Numerical Simulation of Flow Velocity Characteristics during Capsule Hydraulic Transportation in a Horizontal Pipe

Abstract

Capsule hydraulic transportation is a kind of low-carbon and environmentally friendly pipeline transportation technique. In this study, the flow velocity characteristics in the pipeline when the capsule is transported in a straight pipe section were simulated by adopting the RNG (Renormalization Group) k–ε turbulence model based on Fluent software and experimentally verified.
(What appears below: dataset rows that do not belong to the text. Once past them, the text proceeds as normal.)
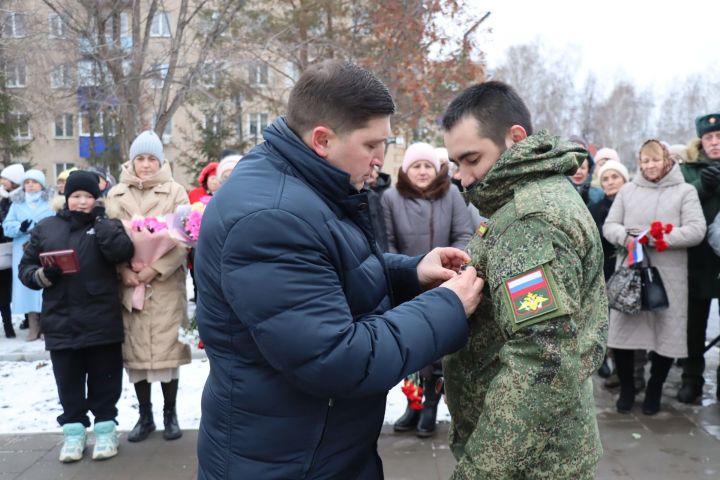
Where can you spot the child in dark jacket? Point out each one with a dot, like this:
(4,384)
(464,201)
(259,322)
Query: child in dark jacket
(81,316)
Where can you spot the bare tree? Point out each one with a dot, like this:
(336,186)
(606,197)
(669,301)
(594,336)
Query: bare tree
(132,80)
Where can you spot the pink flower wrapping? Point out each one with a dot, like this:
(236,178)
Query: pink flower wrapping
(151,239)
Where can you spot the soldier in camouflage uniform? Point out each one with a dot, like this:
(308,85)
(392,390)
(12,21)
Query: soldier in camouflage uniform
(520,392)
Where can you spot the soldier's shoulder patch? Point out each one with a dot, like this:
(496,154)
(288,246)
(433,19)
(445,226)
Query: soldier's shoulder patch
(533,297)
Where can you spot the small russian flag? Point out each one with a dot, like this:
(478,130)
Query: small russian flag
(635,250)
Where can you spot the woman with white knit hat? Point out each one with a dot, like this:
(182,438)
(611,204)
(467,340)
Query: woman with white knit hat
(423,211)
(29,205)
(152,351)
(10,181)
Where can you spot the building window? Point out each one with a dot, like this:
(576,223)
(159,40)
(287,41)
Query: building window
(56,26)
(257,73)
(22,126)
(160,26)
(15,74)
(257,122)
(159,72)
(89,73)
(64,125)
(101,123)
(14,25)
(60,76)
(211,74)
(61,167)
(213,122)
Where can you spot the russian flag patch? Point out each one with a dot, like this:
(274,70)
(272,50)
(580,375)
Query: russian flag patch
(531,295)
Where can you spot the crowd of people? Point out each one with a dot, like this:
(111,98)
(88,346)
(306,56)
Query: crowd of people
(479,274)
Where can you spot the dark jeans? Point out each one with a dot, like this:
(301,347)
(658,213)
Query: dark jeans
(101,369)
(694,365)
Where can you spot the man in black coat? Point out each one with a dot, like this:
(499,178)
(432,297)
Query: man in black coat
(303,334)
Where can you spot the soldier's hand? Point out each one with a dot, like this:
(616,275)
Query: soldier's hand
(468,287)
(710,177)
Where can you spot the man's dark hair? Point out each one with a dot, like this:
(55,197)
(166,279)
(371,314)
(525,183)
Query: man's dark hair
(495,105)
(338,95)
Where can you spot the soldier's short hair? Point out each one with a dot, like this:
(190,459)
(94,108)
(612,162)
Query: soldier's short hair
(339,95)
(495,105)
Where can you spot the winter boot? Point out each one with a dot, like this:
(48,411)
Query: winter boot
(9,330)
(428,415)
(172,429)
(34,330)
(659,369)
(144,426)
(106,440)
(408,421)
(689,393)
(604,371)
(624,366)
(74,443)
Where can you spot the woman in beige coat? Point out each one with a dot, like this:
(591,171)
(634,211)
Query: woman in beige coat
(152,351)
(658,193)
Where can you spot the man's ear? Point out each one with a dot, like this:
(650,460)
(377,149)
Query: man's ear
(319,140)
(515,134)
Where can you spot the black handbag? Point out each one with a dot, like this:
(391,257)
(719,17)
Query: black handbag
(624,289)
(653,294)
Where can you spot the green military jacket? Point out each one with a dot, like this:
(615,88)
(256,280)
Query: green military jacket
(703,264)
(520,393)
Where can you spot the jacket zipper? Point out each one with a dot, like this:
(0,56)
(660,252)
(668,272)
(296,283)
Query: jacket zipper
(331,403)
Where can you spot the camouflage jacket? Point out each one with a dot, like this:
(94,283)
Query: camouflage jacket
(519,392)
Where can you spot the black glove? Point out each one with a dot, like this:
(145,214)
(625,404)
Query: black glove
(52,273)
(710,177)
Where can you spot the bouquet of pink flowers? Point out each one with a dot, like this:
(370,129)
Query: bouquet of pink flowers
(186,221)
(151,239)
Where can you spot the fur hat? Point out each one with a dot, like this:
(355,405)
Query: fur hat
(147,143)
(606,153)
(420,151)
(85,181)
(707,123)
(15,173)
(617,166)
(36,175)
(227,164)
The results showed that the simulated value of flow velocity in the pipeline was basically consistent with the experimental value during transportation of the material by the capsule, and the maximum relative error was no more than 6.7%, proving that it is feasible to use Fluent software to simulate the flow velocity characteristics in the pipeline when the capsule is transported in a straight pipe section. In the process of material transportation, the flow velocity distribution of the cross-section near the upstream and downstream sections of the capsule was basically the same, which increased with the increased length–diameter ratio of the capsule. The axial flow velocity was smaller in the middle of the pipe and larger near the inner wall of the pipe. From the inner wall to the center of the pipe, the radial flow velocity first increased and then decreased. The circumferential flow velocity was distributed in the vicinity of the support body of the capsule. The axial flow velocity of the annular gap section around the capsule first increased and then decreased from the inner wall of the pipe to the outer wall of the capsule. In the process of transporting materials, the influence of the capsule on the flow of its downstream section was greater than that of its upstream section. These results could provide a theoretical basis for optimizing the technical parameters of capsule hydraulic transportation.